As to the first statement, I agree with hodge which was - Stick with who you trust!
But then reading further, I did feel concern that you don't have the courage to speak to your therapist.
Could you tell her that, specfically? That is what I would suggest - "I am afraid that you will think..."
If you cannot speak the words, perhaps you could write a note and bring it with you.
I see your further question here and I will tell you a small part of my story - which, of course, have no direct bearing on your own experiences or the experiences of others. I can tell you the damaging things that were on my mind, not knowing "for sure" one way or another. Not knowing the truth. I essentially spent several years in limbo, and it was a time of great difficulty, especially as I hid these confusing memories, all while I was going through adolescence.
- I repressed memories of things that happened when I was a toddler. I had a lot of nightmares, recurring, but no one thought much of it. It was a sort of stereotypical running-and-hiding scenario.
As I entered, oh, middle-school-age, I started to remember some very very dark things when I woke up from those nightmares. And I thought I was an evil person for making up horrible things about the person I loved and admired the most in the world - my big brother.
After several years of confusion and deep depression, I went to my brother and asked him directly. He told me that what I remembered had indeed happened. He was a very screwed up kid and when I was ages, say, 2 to 4 or 5 (no one seems to have an exact memory of when and for how long this continued) a number of things happened. At one point or another, I conveyed to my parents that something wrong happened, and they put a stop to it.
This is the story I have been told and I believe it. But it required some frankly terrifying moments to find out, and I think I was in a unique position of support within my immediate family, with my brother admitting the things that had happened, then going to my parents for
their take on things. It was so many years later, and so distressing, that we all forgot it to some extent - including my parents. That surprised me. My dad totally forgot it. Marcia had very little memory. But my brother was willing to talk with me and offered to do whatever he could to help me. (That was helpful for several years; it didn't quite work out but that story is beyond the scope of this discussion.)
My conclusion is: Memory is a bizarre, fluid, and easily misunderstood process. I very very much know what it is like to feel the need to know...which is why I am grateful to sun seeker who said:
in time, the need to know does shift to a need to heal the symptoms
It surprised me to read that - it jolted me! it is true.
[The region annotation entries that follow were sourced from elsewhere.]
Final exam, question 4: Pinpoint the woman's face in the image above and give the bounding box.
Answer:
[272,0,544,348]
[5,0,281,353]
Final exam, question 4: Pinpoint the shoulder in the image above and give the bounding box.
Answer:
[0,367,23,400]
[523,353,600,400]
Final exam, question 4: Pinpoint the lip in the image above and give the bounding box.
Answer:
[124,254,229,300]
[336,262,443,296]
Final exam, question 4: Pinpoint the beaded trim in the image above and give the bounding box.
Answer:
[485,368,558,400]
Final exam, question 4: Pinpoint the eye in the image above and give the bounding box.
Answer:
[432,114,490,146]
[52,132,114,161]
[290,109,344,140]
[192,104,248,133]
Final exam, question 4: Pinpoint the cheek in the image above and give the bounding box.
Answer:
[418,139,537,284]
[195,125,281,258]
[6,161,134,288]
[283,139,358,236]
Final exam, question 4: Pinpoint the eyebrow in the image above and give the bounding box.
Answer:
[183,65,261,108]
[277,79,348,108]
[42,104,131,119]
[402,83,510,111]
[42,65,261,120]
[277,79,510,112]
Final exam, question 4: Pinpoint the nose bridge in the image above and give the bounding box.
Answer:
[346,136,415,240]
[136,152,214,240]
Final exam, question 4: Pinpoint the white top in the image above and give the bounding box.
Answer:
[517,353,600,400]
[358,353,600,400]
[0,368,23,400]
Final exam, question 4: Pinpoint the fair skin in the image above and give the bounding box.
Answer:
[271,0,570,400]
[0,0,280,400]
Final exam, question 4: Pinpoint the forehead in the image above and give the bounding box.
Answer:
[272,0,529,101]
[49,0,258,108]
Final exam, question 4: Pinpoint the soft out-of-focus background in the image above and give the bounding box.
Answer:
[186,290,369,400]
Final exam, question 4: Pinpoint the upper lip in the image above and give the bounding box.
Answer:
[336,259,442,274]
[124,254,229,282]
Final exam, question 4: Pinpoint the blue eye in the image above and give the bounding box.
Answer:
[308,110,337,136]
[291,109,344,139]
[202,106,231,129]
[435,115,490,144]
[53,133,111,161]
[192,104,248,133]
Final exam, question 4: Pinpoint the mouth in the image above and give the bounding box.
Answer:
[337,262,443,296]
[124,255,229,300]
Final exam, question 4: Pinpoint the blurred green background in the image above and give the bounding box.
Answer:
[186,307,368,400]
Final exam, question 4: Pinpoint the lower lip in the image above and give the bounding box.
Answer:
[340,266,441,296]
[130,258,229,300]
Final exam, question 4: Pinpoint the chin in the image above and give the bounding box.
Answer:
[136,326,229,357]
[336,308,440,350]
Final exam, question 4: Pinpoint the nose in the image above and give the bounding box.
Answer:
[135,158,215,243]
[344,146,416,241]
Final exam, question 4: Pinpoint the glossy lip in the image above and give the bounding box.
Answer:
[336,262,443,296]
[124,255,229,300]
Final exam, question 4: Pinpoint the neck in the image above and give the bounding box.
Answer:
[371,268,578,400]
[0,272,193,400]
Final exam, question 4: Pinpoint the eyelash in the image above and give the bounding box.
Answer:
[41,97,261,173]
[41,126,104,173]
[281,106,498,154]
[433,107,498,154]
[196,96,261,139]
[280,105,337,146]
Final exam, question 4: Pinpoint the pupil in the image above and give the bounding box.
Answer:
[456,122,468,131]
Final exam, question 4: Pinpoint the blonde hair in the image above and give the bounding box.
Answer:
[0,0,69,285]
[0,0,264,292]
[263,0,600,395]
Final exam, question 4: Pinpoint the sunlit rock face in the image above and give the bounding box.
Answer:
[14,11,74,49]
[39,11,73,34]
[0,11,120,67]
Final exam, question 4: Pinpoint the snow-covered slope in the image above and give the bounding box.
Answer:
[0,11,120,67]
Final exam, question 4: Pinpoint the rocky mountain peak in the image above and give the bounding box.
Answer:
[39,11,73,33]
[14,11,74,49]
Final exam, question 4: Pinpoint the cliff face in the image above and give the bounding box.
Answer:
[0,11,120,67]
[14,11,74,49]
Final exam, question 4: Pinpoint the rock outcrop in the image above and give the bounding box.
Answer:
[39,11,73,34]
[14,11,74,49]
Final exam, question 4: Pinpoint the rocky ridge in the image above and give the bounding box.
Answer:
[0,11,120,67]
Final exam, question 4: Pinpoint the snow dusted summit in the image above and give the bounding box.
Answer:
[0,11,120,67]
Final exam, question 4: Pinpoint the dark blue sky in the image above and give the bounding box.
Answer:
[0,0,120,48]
Or it was true for me. I used to feel desperate for knowledge of exactly what happened. Now, I don't know much more than I did then, but I seem to have gotten past that point (without even realizing it) and to a point where my therapist has been helping me to figure out how to overcome these things without needing to know every last horrible detail. At this point in time, I have very little to enjoy, and that's what I'm working on. My quality of life sucks and I want to be better.
I am sorry that I seem to have veered off topic. Forgive me for that.... I went into a "thing" of my own and now I don't want to delete it. ? So I am posting. Sorry if that is the wrong course of action here.